There is a problem in serving high volume large data files on something like a media web site. The issue comes in when trying to both manage files on the backend and deliver files quickly to frontend users.
A common filesystem used to manage large numbers of files is mogilefs, yet mogilefs has no built-in security mechanisms, nor is it capable of serving high volume well. This is not a fault of mogilefs, as obviously some sort of caching should be used.
Lighttpd is a common web server used to server large numbers of static files. It’s very good at its job.
If mogilefs is the backend in our scenario, and lighttpd is the frontend, the major concern comes in getting lighttpd to communicate with mogilefs only when needed, and also getting the two to communicate efficiently.
Lighttpd supports one mechanism for FastCGI apps to tell it what local file to serve, the X-Sendfile response header. This is pretty straight forward to use: a request comes in, the FastCGI app parses the URL and pulls the relevant file out of the mogilefs cluster to a local filesystem cache, and then passes the X-Sendfile header to lighttpd, at which point lighttpd serves the file from the local filesystem cache. This all seems well and good, but when you try to do more advanced serving this solution has drawbacks.
The first drawback is how to serve a range of data to a user. This is required for video pseudostreaming: a user tries to seek to a spot in a video in their browser that has not yet been buffered, and thus a new request must be initiated beginning at that new spot in the file. Lighttpd supports pseudostreaming via the mod_flv_streaming module, but that module really has no ability to cooperate with mod_fastcgi, and in fact is intended entirely to work with only static files being served directly off of disk with no mod_fastcgi middle man.
The second drawback is how to serve a range of data to a user with an FLV file header prepending the actual file data. You can’t just send it back as the normal response, because lighttpd will overwrite that data with the contents of the file specified by X-Sendfile.
Thus, there was no good way to connect mogilefs, a local filesystem cache, and lighttpd. The requirements for a solution were to allow a FastCGI app to fetch a file out of a mogilefs cluster if it did not exist in the local cache, and tell lighttpd to serve the file, optionally from a specific point in the file with all required file headers in place.
I was able to get a nearly ideal solution in place, but it involved mod_magnet which is slow (processed in lighttpd core.) Also, since the lua memcache module can’t be used within a mod_magnet script because of naming conflicts between the lua socket module and lighttpd’s internal lua entities, there is no way to securely generate a temporary name for files in the local system cache. To work around this, I had to generate file names based on time and the incoming file key from the request which is certainly not ideal and also does not allow the cache to be expired or cleaned gracefully.
The obvious solution to me was to patch lighttpd. Initially, I thought that I’d only have to serve a portion of a file via X-Sendfile to allow for pseudostreaming. So, I submitted a patch to allow for an X-Sendfile-Range header that simply specified a range of bytes to serve from the file. This patch was applied for the 1.4.23 release, but then removed because…
I forgot though that this solution had a major drawback (and it was less than ideal for stbuehler, the current main developer of lighttpd.) One would actually need to have lighttpd serve two files consecutively, in order. The first file contains the FLV header sent when pseudostreaming, and the second file would be the actual video file (whose range to send would also need to be specified to lighttpd.)

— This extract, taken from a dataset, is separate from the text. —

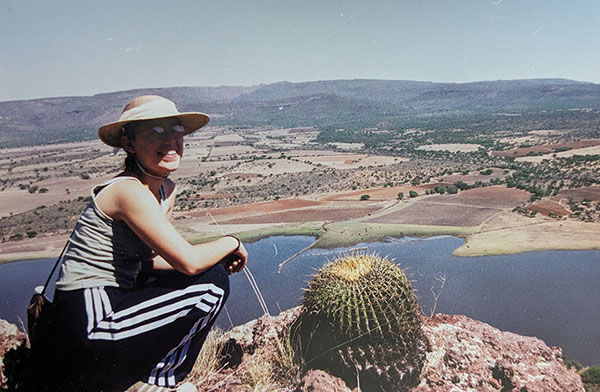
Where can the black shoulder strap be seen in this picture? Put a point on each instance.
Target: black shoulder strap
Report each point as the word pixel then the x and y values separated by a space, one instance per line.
pixel 56 265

With some help from the lighttpd developers, we came to the conclusion that the X-Sendfile-Extended header should be implemented, allowing a FastCGI app to specify the response header one or more times in order to have lighttpd serve the respective files off of the local filesystem. I have recently submitted a patch for this feature as well. The only things remaining on it are for the feature to support the standard HTTP range syntax, and also to have lighttpd interpret comma delimited header values (e.g. X-Sendfile-Extended: 15-5000 /tmp/myfile, 777-2239 /tmp/myotherfile) to conform with the HTTP specification.
Although a quite fast and capable system is in place using a simple python flup script and lighttpd’s mod_magnet, implementing this mechanism once lighttpd stable is patched should drastically improve performance.